An armed former student broke into a St. Louis high school warning, “You are all going to die!” before fatally shooting a teacher and a teenage girl, and wounding seven others before police killed him, the Associated Press reports. The attack at Central Visual and Performing Arts High School forced students to barricade doors and huddle in classroom corners, jump from windows and run out of the building. Police Commissioner Michael Sack identified the shooter as Orlando Harris, 19, who graduated from the school last year. Sack said “there’s suspicions that there may be some mental illness that he’s experiencing.” The incident was one of 581 mass shootings this year where at least four people have been shot, not including the shooter, according to the Gun Violence Archive.

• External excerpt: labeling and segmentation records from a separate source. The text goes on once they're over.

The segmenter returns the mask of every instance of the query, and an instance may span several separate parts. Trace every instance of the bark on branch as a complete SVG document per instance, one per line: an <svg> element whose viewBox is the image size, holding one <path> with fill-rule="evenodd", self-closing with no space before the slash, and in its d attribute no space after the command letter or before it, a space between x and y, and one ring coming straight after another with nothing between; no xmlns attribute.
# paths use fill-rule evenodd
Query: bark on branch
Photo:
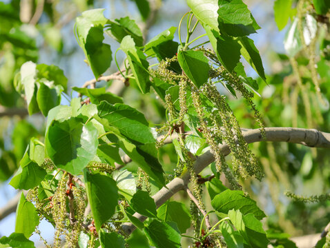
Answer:
<svg viewBox="0 0 330 248"><path fill-rule="evenodd" d="M262 138L260 130L242 130L243 136L248 143L260 141L287 142L311 147L330 147L330 134L304 128L293 127L266 127L266 136ZM224 156L230 154L231 151L227 144L220 144L220 147ZM194 171L197 174L207 165L214 161L214 157L211 151L208 151L197 158L194 163ZM157 207L161 206L167 200L180 190L184 190L190 180L189 172L184 173L181 177L175 178L163 187L153 198L155 200ZM144 221L146 217L135 213L134 217L140 221ZM122 225L124 231L130 234L135 229L132 223L124 223Z"/></svg>

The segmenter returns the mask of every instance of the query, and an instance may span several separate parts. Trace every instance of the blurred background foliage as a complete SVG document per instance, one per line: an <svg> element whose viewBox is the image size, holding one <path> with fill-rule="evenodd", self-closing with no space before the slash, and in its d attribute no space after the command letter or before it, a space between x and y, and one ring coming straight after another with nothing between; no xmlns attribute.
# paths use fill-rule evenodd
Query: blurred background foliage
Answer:
<svg viewBox="0 0 330 248"><path fill-rule="evenodd" d="M327 15L317 13L309 1L300 6L297 1L289 1L291 3L287 8L289 22L287 24L283 17L275 14L276 26L273 1L245 2L262 28L258 34L251 37L260 52L267 74L267 84L258 79L260 95L255 94L253 99L265 126L316 128L329 132L329 12ZM283 7L283 2L276 1L277 6L282 4ZM70 87L81 87L85 81L92 79L93 75L84 62L84 52L75 39L75 17L84 10L97 8L104 8L106 17L110 19L129 15L137 20L139 25L144 27L146 41L148 37L153 37L171 25L177 26L182 16L188 10L184 0L0 2L0 181L1 187L5 189L1 192L6 190L8 179L17 169L30 139L37 137L42 141L45 131L43 124L45 120L41 114L28 115L25 101L15 90L16 73L28 61L53 63L62 69L68 79L68 98L77 96L71 96ZM286 35L294 28L295 18L299 14L302 17L300 24L302 28L304 26L308 26L309 30L313 28L312 49L302 45L299 32L294 32L293 37ZM307 14L313 18L312 28L309 28L310 17L306 17ZM282 30L279 32L278 28ZM197 29L194 36L200 35L200 32ZM290 45L290 39L295 39L298 44L300 39L300 47ZM177 34L175 40L178 40ZM119 45L109 37L106 38L106 41L110 44L113 53L115 52ZM118 61L122 61L124 53L118 53ZM311 59L315 65L311 63ZM247 63L244 63L248 66ZM311 69L313 66L314 68ZM117 68L113 61L105 74L115 71ZM249 76L255 77L252 69L249 72ZM316 80L320 85L320 94L315 86ZM111 88L115 83L103 81L98 83L97 87ZM224 89L220 90L231 99L231 107L241 127L256 128L253 113L246 109L244 99L236 99ZM125 103L144 113L152 125L157 127L157 124L166 122L165 108L156 94L142 95L134 85L122 87L117 93L124 97ZM61 101L62 104L68 103L65 99ZM253 198L262 203L260 207L269 217L266 225L293 236L322 231L330 219L329 202L296 202L288 198L284 192L289 190L304 196L327 193L330 183L329 151L286 143L254 143L251 149L264 167L266 177L262 182L249 179L242 182L242 185ZM177 157L173 145L160 149L159 159L164 170L173 174ZM227 159L230 161L230 156ZM128 169L137 171L133 163ZM210 172L205 171L204 176ZM6 205L10 196L0 196L2 205ZM184 196L182 194L175 197ZM7 218L10 218L14 217L12 215ZM13 226L12 229L8 230L0 228L0 235L12 232L13 228Z"/></svg>

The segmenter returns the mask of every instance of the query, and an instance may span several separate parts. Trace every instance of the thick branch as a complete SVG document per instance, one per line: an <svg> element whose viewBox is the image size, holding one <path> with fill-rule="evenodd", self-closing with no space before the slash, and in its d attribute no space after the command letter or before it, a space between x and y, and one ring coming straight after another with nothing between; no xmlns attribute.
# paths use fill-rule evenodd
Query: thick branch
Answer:
<svg viewBox="0 0 330 248"><path fill-rule="evenodd" d="M266 137L262 138L260 130L243 130L243 136L248 143L260 141L288 142L302 144L313 147L330 147L330 134L318 131L316 130L307 130L303 128L292 127L266 127L264 129ZM220 145L222 152L224 156L231 152L227 144ZM194 163L194 171L196 174L202 172L207 165L214 161L214 157L211 151L205 152L197 158ZM184 190L189 183L189 172L184 173L179 178L175 178L163 187L157 192L153 198L156 206L159 207L175 194L180 190ZM146 217L138 213L133 216L141 221L146 220ZM134 231L135 227L132 223L125 223L122 226L127 234Z"/></svg>

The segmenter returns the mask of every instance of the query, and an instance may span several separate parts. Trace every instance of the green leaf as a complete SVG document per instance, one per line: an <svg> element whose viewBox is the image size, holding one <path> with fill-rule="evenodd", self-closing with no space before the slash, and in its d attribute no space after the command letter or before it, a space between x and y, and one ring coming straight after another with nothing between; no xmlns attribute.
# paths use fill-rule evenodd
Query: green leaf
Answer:
<svg viewBox="0 0 330 248"><path fill-rule="evenodd" d="M213 199L215 196L228 189L228 188L222 184L222 182L216 178L212 178L211 181L206 182L205 186L211 199Z"/></svg>
<svg viewBox="0 0 330 248"><path fill-rule="evenodd" d="M70 106L59 105L51 109L48 112L48 116L47 116L46 132L53 121L62 122L65 120L68 120L72 116L72 109Z"/></svg>
<svg viewBox="0 0 330 248"><path fill-rule="evenodd" d="M212 207L218 212L227 214L231 209L240 209L244 215L252 213L261 220L264 213L257 206L255 201L239 190L227 189L216 196L211 202Z"/></svg>
<svg viewBox="0 0 330 248"><path fill-rule="evenodd" d="M102 43L104 39L103 27L91 28L86 39L86 56L95 79L110 67L113 60L110 45Z"/></svg>
<svg viewBox="0 0 330 248"><path fill-rule="evenodd" d="M124 248L125 240L124 237L116 233L99 232L99 237L102 248Z"/></svg>
<svg viewBox="0 0 330 248"><path fill-rule="evenodd" d="M153 48L156 48L166 41L172 41L174 39L174 33L176 30L177 28L171 27L151 39L144 45L144 53L148 56L153 55L154 54Z"/></svg>
<svg viewBox="0 0 330 248"><path fill-rule="evenodd" d="M0 238L0 244L4 245L8 245L12 248L35 248L32 241L26 238L23 234L16 232L11 234L9 237L1 237L1 238ZM1 246L1 247L8 247Z"/></svg>
<svg viewBox="0 0 330 248"><path fill-rule="evenodd" d="M260 28L242 0L219 0L218 3L220 32L233 37L244 37Z"/></svg>
<svg viewBox="0 0 330 248"><path fill-rule="evenodd" d="M89 244L89 236L81 231L79 235L79 239L78 240L78 245L79 248L87 248Z"/></svg>
<svg viewBox="0 0 330 248"><path fill-rule="evenodd" d="M144 228L144 232L156 248L179 248L181 247L180 234L166 223L153 220Z"/></svg>
<svg viewBox="0 0 330 248"><path fill-rule="evenodd" d="M243 221L245 223L245 231L249 238L249 242L251 247L267 247L269 241L262 228L262 223L251 213L244 216Z"/></svg>
<svg viewBox="0 0 330 248"><path fill-rule="evenodd" d="M135 2L143 21L146 21L150 14L150 6L148 0L131 0Z"/></svg>
<svg viewBox="0 0 330 248"><path fill-rule="evenodd" d="M57 167L73 175L81 172L94 158L99 145L96 127L91 122L84 125L80 121L53 121L46 136L47 154Z"/></svg>
<svg viewBox="0 0 330 248"><path fill-rule="evenodd" d="M99 104L102 101L106 101L111 104L123 103L122 97L111 92L106 92L105 87L88 89L86 87L79 88L77 87L72 87L72 90L84 96L88 96L90 99L90 102L94 104Z"/></svg>
<svg viewBox="0 0 330 248"><path fill-rule="evenodd" d="M326 14L330 9L330 2L328 0L313 0L313 4L318 14Z"/></svg>
<svg viewBox="0 0 330 248"><path fill-rule="evenodd" d="M146 192L138 189L130 200L130 207L143 216L156 218L156 204Z"/></svg>
<svg viewBox="0 0 330 248"><path fill-rule="evenodd" d="M128 219L132 223L133 225L134 225L135 227L137 227L139 229L143 229L144 228L144 225L141 220L139 220L137 218L133 216L133 214L131 214L128 211L127 211L128 209L126 209L126 215L127 217L128 217ZM132 210L133 212L135 212L134 210L133 210L132 208L130 208L130 210Z"/></svg>
<svg viewBox="0 0 330 248"><path fill-rule="evenodd" d="M117 183L118 192L128 201L137 192L135 179L131 172L127 169L113 172L113 179Z"/></svg>
<svg viewBox="0 0 330 248"><path fill-rule="evenodd" d="M63 71L55 65L36 65L29 61L23 64L20 73L21 82L18 83L23 86L29 114L40 109L46 116L51 108L59 104L61 93L66 89L68 79Z"/></svg>
<svg viewBox="0 0 330 248"><path fill-rule="evenodd" d="M98 120L104 128L116 127L120 132L130 139L141 143L155 143L148 123L142 113L135 109L120 103L115 105L102 101L98 106Z"/></svg>
<svg viewBox="0 0 330 248"><path fill-rule="evenodd" d="M15 232L24 234L28 238L39 225L39 216L35 205L26 200L21 194L16 210Z"/></svg>
<svg viewBox="0 0 330 248"><path fill-rule="evenodd" d="M189 149L189 152L193 154L196 154L197 151L202 147L204 147L206 141L205 138L201 138L197 135L190 134L186 137L185 144L186 147ZM200 155L200 154L196 154Z"/></svg>
<svg viewBox="0 0 330 248"><path fill-rule="evenodd" d="M26 120L23 119L17 123L11 138L14 147L13 152L17 161L21 160L24 155L30 139L38 135L38 131Z"/></svg>
<svg viewBox="0 0 330 248"><path fill-rule="evenodd" d="M233 72L240 62L241 45L237 40L225 35L220 35L219 32L211 29L207 25L204 25L204 29L217 59L229 72Z"/></svg>
<svg viewBox="0 0 330 248"><path fill-rule="evenodd" d="M37 103L37 89L35 88L36 65L33 62L24 63L21 68L21 81L24 87L29 114L39 112Z"/></svg>
<svg viewBox="0 0 330 248"><path fill-rule="evenodd" d="M50 87L43 83L40 85L37 93L37 102L41 113L47 116L48 111L61 103L61 89Z"/></svg>
<svg viewBox="0 0 330 248"><path fill-rule="evenodd" d="M182 234L184 234L191 225L191 214L184 204L171 201L163 204L157 210L157 217L160 220L177 223Z"/></svg>
<svg viewBox="0 0 330 248"><path fill-rule="evenodd" d="M142 32L134 20L130 19L128 17L109 21L108 25L106 25L106 33L121 43L124 37L130 35L137 46L142 46Z"/></svg>
<svg viewBox="0 0 330 248"><path fill-rule="evenodd" d="M111 137L111 141L117 143L134 162L155 180L158 187L163 187L165 185L163 169L157 158L155 157L155 152L157 152L155 143L145 144L138 147L122 135L116 127L108 127L107 131L114 134ZM107 137L109 138L109 135Z"/></svg>
<svg viewBox="0 0 330 248"><path fill-rule="evenodd" d="M220 225L220 229L229 247L244 247L243 237L239 231L235 231L231 225L226 222L222 222Z"/></svg>
<svg viewBox="0 0 330 248"><path fill-rule="evenodd" d="M246 74L245 74L245 71L244 71L244 68L243 66L243 64L241 62L237 63L237 65L235 68L234 71L235 72L237 73L238 78L242 81L242 82L249 85L250 87L251 87L254 90L255 92L258 94L258 90L259 90L259 85L258 85L257 81L254 80L253 79L252 79L251 77L246 76ZM228 86L230 86L230 85L226 85L226 87L228 87ZM232 90L234 90L233 88L231 89ZM231 90L230 92L233 93ZM235 92L235 91L233 92ZM236 96L235 94L235 96Z"/></svg>
<svg viewBox="0 0 330 248"><path fill-rule="evenodd" d="M115 162L124 165L119 155L119 147L113 144L108 144L102 140L99 140L97 156L104 158L109 165L115 165Z"/></svg>
<svg viewBox="0 0 330 248"><path fill-rule="evenodd" d="M30 189L37 186L47 172L29 158L28 146L21 160L19 169L9 183L15 189Z"/></svg>
<svg viewBox="0 0 330 248"><path fill-rule="evenodd" d="M275 1L275 21L279 30L282 30L287 25L291 14L291 0L276 0Z"/></svg>
<svg viewBox="0 0 330 248"><path fill-rule="evenodd" d="M104 11L104 9L90 10L83 12L81 17L77 17L77 32L80 42L85 43L90 28L101 26L103 29L103 26L108 23L108 20L103 14Z"/></svg>
<svg viewBox="0 0 330 248"><path fill-rule="evenodd" d="M259 51L254 45L253 40L248 37L239 38L238 43L242 45L241 53L246 61L252 66L258 75L266 82L264 66Z"/></svg>
<svg viewBox="0 0 330 248"><path fill-rule="evenodd" d="M146 235L139 229L135 229L126 240L130 248L150 248Z"/></svg>
<svg viewBox="0 0 330 248"><path fill-rule="evenodd" d="M85 11L76 19L79 45L83 48L90 68L97 79L109 67L113 59L110 45L103 43L103 29L108 23L104 9Z"/></svg>
<svg viewBox="0 0 330 248"><path fill-rule="evenodd" d="M93 174L85 169L84 178L87 198L98 231L101 226L115 214L118 205L118 188L113 178L99 173Z"/></svg>
<svg viewBox="0 0 330 248"><path fill-rule="evenodd" d="M240 210L229 210L228 216L236 229L252 247L266 248L269 242L262 223L252 213L243 216Z"/></svg>
<svg viewBox="0 0 330 248"><path fill-rule="evenodd" d="M41 165L45 159L45 147L41 145L37 138L32 137L30 140L30 159Z"/></svg>
<svg viewBox="0 0 330 248"><path fill-rule="evenodd" d="M187 0L187 4L202 23L219 32L217 0Z"/></svg>
<svg viewBox="0 0 330 248"><path fill-rule="evenodd" d="M45 79L50 82L52 82L55 85L61 85L64 91L66 91L68 79L64 76L63 70L58 66L39 64L37 65L37 77L38 79Z"/></svg>
<svg viewBox="0 0 330 248"><path fill-rule="evenodd" d="M149 92L151 82L148 67L148 62L144 54L137 48L130 35L127 35L122 41L120 48L126 54L130 69L139 90L142 93Z"/></svg>
<svg viewBox="0 0 330 248"><path fill-rule="evenodd" d="M284 48L290 57L293 57L302 48L298 30L298 18L295 17L284 37Z"/></svg>
<svg viewBox="0 0 330 248"><path fill-rule="evenodd" d="M184 158L184 155L182 154L182 151L181 150L180 143L177 141L177 138L175 138L172 141L172 143L174 145L174 148L175 149L175 152L177 153L177 156L183 162L186 162L186 158Z"/></svg>
<svg viewBox="0 0 330 248"><path fill-rule="evenodd" d="M184 73L197 88L207 82L208 79L208 59L202 51L179 51L177 61Z"/></svg>

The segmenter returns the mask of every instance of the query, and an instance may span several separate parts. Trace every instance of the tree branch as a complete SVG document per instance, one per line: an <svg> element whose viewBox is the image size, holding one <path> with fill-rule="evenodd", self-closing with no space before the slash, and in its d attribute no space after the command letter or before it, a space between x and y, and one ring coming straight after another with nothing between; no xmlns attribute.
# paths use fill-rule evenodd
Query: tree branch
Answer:
<svg viewBox="0 0 330 248"><path fill-rule="evenodd" d="M330 147L330 134L316 130L293 127L266 127L264 131L266 134L264 138L262 138L259 129L244 130L243 136L248 143L260 141L287 142L312 147ZM231 150L227 144L220 144L219 146L224 156L230 154ZM214 157L212 152L211 151L205 152L202 156L197 157L195 161L194 172L198 174L213 161ZM185 172L180 177L172 180L157 192L153 196L157 207L160 207L180 190L184 190L189 183L190 177L189 172ZM134 214L133 216L142 222L146 219L146 217L138 213ZM135 230L135 227L132 223L124 223L122 225L122 229L127 234L130 234Z"/></svg>
<svg viewBox="0 0 330 248"><path fill-rule="evenodd" d="M198 203L198 200L196 199L191 191L189 189L189 188L187 187L186 188L186 192L188 194L188 196L189 196L191 200L194 202L194 203L196 205L197 207L200 209L200 211L202 212L203 216L205 217L205 225L206 225L206 228L208 230L211 229L212 227L211 226L210 224L210 218L208 218L208 216L207 215L207 213L205 210L204 210L201 206L200 205L200 203Z"/></svg>

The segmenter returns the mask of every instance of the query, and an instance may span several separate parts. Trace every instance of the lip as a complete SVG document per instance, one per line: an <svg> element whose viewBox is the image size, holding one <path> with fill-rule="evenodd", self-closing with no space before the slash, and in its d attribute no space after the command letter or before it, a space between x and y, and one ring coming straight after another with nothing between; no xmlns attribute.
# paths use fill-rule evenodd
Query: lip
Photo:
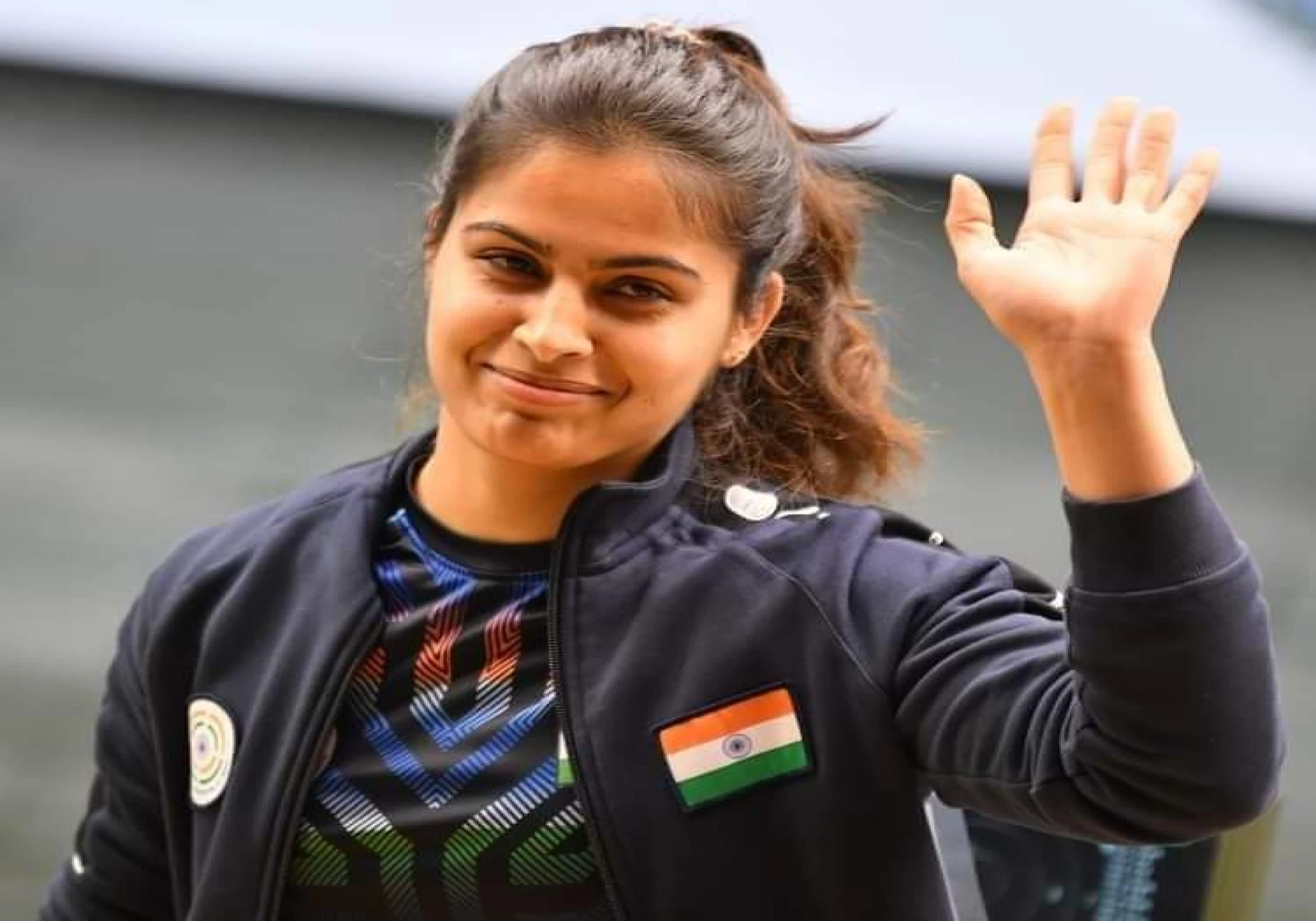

The dead teacher was Jean Kuczka, who was killed when the gunman burst into her classroom and she moved between him and her students. The other fatality was a 16-year-old female who died at the school. Seven other 15- and 16-year-old students, four boys and three girls, were all in stable condition. Sack declined to say how Harris was able to get into the building, which has security guards, locked doors and metal detectors. “If there’s somebody who has a will, they’re going to figure out, we don’t want to make it easy for them,” Sack said. “We just got to do the best we can to extend that time it takes them to get into the building to buy us time to respond.” Sack said Harris had the gun out when he arrived at the school and “there was no mystery about what was going to happen. He had it out and entered in an aggressive, violent manner.” Harris had nearly a dozen high-capacity magazines of ammunition with him. St. Louis Schools Superintendent Kelvin Adams said seven security guards were in the school at the time of the attack, each stationed at an entrance of the locked building.